AUTHORS' CONCLUSIONS: Various CST courses appear to be effective in improving HCP communication skills related to supportive skills and to help HCPs to be less likely to give facts only without individualising their responses to the patient's emotions or offering support. We were unable to determine whether the effects of CST are sustained over time, whether consolidation sessions are necessary, and which types of CST programs are most likely to work. We found no evidence to support a beneficial effect of CST on HCP 'burnout', the mental or physical health and satisfaction of people with cancer.
Results are interesting because they highlight the importance to develop personalized communication with patients. However, more evidence is needed to better explore the type of communication skills training that is needed for health care professional.

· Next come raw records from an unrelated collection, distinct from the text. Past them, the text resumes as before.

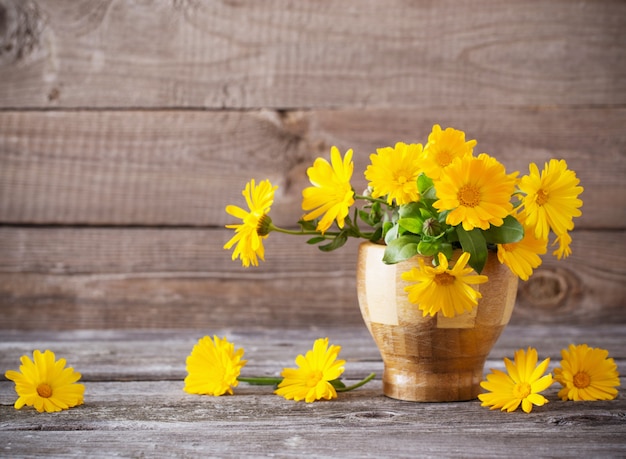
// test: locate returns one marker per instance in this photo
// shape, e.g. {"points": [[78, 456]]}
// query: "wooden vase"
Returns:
{"points": [[431, 359]]}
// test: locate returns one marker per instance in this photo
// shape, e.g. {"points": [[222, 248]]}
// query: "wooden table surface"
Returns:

Communication skills training may help to improve communication skills related to supportive skills and to be less likely to give facts only.

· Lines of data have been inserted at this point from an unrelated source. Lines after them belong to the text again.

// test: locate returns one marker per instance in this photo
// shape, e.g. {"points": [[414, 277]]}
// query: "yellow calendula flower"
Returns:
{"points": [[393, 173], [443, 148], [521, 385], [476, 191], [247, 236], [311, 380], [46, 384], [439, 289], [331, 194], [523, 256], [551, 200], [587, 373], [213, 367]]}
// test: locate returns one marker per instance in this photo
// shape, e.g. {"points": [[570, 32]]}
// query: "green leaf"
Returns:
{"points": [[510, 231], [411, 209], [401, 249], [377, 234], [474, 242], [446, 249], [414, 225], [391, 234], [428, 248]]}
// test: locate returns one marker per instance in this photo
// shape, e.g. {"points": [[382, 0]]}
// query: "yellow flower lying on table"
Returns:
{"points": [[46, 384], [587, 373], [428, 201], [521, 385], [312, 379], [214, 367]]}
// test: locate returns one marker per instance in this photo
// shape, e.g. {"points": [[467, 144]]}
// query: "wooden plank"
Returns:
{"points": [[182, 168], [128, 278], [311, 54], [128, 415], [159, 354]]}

It doesn't seem easy to evaluate the outcome of communication skills training for healthcare professionals; however, repeated CST may have good result in the long run.
As an Oncologist, I would have expected these results. Improvement in communication skills does not seem to lead to improved patient reported outcomes, as measured in these trials. However, sadly, the quality of evidence obtained was low. As such, it is hard to extrapolate results from this study to real life.

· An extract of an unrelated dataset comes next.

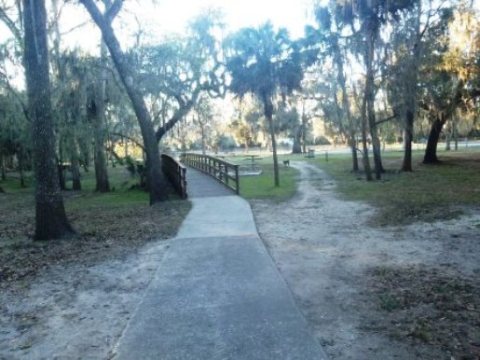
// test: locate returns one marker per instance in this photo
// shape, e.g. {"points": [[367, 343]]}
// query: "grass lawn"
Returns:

In my opinion, CST should be a pre-clinical lesson for every physician involved in patient care, which is something that this review supports. Apart from the improved empathy and clinicians' communication skills, this review provides us evidence (at least a hint of that) that CST may as well lead to better patient outcomes, which is the best indicator of the value of an interference.
While this topic is important, the findings from this analysis are not particularly surprising or informative, so it is unclear how these findings will have a major impact on practice.